I experimented with mmap'ing all files in stenographer when it sees them, and it turned out to have negligible performance benefits... I think because the kernel already does disk caching in the background.

I think compression is something we'll defer until we have an explicit need. It sounds super useful, but we tend not to really care about data after a pretty short time anyway... we try to extract "interesting" pcaps from steno pretty quickly (based on alerts, etc). It's a great idea, though, and I'm happy to accept pull requests ;)

Overall, I've been really pleased with how doing the simplest thing actually gives us good performance while maintaining understand-ability. The kernel disk caching means we don't need any in-process caching. The simplest offset encoding + built-in compression gives great compression and speed.
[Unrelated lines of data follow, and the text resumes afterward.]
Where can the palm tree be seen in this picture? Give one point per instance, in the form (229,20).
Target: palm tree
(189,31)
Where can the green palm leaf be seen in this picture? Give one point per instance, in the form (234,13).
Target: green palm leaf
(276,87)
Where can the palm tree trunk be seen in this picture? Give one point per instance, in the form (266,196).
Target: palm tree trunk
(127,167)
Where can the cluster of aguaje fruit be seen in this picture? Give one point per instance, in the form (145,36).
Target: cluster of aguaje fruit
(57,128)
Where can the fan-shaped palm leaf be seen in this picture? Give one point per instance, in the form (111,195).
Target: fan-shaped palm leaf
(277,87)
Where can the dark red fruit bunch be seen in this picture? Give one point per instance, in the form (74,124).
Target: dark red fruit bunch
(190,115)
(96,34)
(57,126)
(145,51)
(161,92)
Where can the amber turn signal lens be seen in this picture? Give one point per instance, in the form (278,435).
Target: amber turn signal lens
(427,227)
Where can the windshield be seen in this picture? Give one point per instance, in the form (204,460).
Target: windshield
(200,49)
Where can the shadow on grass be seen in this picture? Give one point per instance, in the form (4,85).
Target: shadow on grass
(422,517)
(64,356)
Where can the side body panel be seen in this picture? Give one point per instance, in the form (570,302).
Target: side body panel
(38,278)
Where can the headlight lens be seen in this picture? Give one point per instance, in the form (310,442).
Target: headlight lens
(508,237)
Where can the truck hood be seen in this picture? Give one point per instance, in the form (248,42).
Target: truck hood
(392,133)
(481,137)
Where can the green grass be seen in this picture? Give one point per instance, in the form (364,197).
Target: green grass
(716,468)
O_DIRECT gives really good disk throughput by offloading all write decisions to the kernel. More often than not, more clever code gave little or even negative performance gains.

1 comments

Yeah it's very impressive how fast general systems have become, eliminating a lot of the need for clever hacks.

I wonder how much would change if you were to use a remote store for recording packets, like S3 or other blob storage. In such cases the transfer time overhead _might_ make the compression tradeoff different. And the whole seek-to-offset might need a chunking system anyways (although I guess you can just Range when requesting a blob, but the overhead is much larger than a disk seek).